Pasear por Madrid de tu mano
si tu mano no hubiera sido tu mano,
mear y
mirar el móvil
y mientras, en los árboles,
amaneciendo,
alegres,
alegres pájaros.
Me hubiera gustado
decirte aquello
que me hubiera gustado
hubieras escuchado.
He vuelto sin embargo
solo hasta casa, Santa Engracia, Cuatro Caminos y
Bravo Murillo, la calle más triste a la hora del amanecer,
con una manguera que expulsa
en abanicos
los restos de la noche, con
neones apáticos y
el zapato derecho
que pisó una caca.
Un 27 anuncia que el mundo es una tostada y comienza a girar,
que la vida se hizo para los valientes y los que fracasan
y que yo no estoy en ninguna de esas categorías.
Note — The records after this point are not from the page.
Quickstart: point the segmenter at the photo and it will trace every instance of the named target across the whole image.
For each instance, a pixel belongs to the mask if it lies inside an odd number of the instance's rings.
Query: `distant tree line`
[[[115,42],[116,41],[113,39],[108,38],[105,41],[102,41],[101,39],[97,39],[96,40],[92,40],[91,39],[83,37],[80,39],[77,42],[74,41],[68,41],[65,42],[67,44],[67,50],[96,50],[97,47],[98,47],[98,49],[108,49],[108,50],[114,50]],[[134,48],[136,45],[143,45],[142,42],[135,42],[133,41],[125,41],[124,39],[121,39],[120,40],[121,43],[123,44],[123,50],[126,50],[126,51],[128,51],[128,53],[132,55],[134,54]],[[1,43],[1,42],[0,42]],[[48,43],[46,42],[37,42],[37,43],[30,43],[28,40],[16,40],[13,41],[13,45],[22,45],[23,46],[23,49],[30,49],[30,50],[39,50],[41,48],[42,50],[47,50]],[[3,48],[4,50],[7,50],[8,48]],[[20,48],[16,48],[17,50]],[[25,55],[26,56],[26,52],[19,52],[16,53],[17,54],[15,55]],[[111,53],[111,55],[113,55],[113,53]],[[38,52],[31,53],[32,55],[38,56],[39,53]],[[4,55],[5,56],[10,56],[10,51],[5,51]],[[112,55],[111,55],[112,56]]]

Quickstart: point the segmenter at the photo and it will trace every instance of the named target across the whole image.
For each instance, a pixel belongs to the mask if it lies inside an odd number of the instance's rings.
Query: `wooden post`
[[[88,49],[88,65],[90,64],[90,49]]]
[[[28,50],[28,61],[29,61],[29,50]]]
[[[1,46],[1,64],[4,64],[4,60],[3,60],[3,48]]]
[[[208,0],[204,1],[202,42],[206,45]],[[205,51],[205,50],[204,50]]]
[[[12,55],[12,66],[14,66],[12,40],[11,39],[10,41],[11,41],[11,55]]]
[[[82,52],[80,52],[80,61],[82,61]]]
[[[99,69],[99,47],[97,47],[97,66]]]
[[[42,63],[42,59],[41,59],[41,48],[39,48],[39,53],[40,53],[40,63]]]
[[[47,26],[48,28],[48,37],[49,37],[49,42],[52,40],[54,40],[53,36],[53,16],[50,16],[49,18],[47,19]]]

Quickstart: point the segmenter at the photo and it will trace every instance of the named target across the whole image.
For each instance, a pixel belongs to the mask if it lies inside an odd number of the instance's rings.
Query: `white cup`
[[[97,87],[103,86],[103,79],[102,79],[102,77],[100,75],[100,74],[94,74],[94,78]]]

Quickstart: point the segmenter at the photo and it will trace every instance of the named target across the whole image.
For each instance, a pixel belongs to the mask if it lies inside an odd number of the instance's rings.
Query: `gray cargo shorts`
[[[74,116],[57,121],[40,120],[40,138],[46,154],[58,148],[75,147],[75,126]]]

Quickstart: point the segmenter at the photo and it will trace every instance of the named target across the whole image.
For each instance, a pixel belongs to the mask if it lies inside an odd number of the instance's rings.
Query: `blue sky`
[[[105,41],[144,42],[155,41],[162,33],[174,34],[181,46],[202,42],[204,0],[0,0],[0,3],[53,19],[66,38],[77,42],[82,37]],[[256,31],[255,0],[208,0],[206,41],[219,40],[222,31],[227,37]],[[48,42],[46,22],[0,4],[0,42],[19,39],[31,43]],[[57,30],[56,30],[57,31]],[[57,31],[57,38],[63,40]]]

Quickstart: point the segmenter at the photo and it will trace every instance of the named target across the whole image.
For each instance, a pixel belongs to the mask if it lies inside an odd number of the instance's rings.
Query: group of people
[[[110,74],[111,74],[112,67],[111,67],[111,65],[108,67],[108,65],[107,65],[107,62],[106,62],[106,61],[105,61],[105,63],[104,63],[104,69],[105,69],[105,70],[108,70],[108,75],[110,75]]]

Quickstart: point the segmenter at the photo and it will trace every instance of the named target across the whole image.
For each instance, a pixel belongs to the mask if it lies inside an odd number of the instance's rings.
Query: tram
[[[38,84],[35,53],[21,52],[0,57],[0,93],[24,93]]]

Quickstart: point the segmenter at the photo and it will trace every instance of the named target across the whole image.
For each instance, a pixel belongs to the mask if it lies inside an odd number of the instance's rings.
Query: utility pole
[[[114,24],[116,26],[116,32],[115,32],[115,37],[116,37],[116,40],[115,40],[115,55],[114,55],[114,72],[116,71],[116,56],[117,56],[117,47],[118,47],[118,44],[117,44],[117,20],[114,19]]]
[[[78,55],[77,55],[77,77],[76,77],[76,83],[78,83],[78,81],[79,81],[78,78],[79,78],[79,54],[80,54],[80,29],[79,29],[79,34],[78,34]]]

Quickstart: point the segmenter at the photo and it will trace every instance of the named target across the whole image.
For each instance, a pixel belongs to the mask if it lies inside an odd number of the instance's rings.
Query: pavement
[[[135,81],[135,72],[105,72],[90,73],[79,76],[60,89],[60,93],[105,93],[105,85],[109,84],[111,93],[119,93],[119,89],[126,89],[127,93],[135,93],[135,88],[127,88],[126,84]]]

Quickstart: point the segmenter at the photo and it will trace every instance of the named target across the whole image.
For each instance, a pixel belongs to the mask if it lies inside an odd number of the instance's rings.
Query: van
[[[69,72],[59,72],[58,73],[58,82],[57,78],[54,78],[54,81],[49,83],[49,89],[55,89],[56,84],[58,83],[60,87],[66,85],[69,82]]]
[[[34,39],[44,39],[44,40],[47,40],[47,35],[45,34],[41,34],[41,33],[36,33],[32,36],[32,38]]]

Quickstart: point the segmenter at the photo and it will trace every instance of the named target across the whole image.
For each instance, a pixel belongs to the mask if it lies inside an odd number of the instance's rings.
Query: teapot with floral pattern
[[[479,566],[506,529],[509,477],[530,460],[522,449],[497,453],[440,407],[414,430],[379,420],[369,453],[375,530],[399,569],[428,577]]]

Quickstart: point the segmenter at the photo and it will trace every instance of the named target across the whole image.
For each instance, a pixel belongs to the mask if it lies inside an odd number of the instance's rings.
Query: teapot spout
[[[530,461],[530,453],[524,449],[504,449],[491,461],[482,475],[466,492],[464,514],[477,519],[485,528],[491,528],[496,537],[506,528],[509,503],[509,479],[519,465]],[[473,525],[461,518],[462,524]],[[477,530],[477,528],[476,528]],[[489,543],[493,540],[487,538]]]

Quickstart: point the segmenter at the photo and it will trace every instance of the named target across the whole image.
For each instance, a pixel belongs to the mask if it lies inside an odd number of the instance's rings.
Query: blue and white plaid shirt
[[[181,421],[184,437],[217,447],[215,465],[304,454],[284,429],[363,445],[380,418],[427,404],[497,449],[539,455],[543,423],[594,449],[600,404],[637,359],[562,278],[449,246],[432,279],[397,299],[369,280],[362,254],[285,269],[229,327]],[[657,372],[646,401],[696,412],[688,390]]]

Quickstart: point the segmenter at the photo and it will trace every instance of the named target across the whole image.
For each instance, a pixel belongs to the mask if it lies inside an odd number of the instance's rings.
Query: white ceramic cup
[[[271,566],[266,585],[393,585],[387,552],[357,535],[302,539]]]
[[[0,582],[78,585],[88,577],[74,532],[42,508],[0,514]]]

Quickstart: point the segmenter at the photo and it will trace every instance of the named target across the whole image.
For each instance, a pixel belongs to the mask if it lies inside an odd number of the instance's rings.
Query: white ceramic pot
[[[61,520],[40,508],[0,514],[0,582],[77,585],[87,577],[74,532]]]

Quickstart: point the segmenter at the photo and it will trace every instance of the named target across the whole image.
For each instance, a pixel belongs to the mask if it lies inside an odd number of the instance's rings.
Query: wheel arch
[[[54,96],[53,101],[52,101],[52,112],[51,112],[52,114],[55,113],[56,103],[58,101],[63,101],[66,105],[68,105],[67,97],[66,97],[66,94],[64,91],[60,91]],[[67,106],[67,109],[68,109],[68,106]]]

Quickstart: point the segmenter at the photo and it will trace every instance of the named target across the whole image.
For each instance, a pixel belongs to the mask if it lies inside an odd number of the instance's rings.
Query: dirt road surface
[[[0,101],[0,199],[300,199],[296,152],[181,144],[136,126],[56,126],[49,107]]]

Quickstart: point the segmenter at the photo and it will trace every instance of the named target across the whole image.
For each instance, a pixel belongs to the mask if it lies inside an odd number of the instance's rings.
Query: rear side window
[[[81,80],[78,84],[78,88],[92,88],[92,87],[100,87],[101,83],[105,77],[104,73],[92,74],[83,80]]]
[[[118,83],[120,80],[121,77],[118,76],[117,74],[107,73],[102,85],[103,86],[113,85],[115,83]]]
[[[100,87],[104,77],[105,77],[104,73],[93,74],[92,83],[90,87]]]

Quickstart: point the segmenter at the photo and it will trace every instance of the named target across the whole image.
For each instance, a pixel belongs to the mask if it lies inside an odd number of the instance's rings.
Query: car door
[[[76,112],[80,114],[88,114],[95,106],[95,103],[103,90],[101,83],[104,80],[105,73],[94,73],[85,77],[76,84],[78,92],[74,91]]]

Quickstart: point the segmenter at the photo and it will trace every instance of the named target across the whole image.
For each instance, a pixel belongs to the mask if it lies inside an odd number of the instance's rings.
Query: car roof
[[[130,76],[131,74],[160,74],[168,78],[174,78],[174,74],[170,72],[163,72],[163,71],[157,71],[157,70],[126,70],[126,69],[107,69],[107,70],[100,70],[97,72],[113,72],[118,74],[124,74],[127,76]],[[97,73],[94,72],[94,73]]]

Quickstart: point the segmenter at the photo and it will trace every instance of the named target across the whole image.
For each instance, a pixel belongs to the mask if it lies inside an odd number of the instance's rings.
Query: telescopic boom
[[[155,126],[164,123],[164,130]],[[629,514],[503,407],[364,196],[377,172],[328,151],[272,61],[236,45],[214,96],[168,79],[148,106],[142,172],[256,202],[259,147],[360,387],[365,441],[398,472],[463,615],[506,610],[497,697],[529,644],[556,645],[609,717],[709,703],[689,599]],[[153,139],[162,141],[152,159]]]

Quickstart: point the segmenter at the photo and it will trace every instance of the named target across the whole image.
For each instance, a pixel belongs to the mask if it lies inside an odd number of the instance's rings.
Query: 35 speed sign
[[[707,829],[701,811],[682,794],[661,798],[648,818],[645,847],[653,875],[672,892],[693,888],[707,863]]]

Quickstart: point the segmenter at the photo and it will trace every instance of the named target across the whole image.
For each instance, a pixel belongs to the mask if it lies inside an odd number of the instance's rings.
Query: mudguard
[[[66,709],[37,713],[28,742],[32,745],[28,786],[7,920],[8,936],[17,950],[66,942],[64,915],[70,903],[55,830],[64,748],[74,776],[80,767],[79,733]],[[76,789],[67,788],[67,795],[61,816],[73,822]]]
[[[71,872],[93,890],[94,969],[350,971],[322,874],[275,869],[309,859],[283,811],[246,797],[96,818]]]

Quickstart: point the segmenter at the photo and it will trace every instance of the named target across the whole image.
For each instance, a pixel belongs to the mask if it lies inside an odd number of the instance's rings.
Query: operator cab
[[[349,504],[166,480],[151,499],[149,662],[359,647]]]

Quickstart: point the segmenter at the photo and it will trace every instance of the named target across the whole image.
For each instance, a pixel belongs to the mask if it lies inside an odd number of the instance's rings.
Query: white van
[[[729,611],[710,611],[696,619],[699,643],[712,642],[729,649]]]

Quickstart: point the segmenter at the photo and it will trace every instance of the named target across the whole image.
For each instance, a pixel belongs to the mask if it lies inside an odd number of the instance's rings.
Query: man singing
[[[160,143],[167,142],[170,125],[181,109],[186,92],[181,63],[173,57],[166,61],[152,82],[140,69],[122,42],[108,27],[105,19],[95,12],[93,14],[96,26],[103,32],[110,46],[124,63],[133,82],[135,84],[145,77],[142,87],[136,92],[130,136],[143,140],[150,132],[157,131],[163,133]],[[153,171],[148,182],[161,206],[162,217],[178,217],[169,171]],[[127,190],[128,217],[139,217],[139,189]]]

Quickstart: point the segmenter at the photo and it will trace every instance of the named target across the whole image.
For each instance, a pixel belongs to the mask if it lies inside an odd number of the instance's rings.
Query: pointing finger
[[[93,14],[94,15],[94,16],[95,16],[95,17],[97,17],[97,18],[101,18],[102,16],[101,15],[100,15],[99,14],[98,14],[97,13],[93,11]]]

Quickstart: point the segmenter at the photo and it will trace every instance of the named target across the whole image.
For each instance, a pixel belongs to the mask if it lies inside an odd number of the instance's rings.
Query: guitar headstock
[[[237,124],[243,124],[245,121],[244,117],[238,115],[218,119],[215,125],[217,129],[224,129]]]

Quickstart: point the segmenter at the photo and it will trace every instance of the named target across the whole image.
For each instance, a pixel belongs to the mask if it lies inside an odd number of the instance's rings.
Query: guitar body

En Plaza de Castilla un gran depósito anuncia
el desagüe de mi estómago:
pienso que podría llenarlo si quisiera de palabras
y en una esquina, farola humana, compruebo que existe el amor,
es decir,
que sobran las palabras.
Los retrovisores venden oportunidades y
compran oro, depilan con diodo y enseñan inglés.
Me derrumbo junto a un León,
la realidad se tuerce,
las gafas dejan de funcionar,
huele a café y recuerdo que hoy,
a las seis,
juega el Madrid, tan plagado
de lesiones como yo.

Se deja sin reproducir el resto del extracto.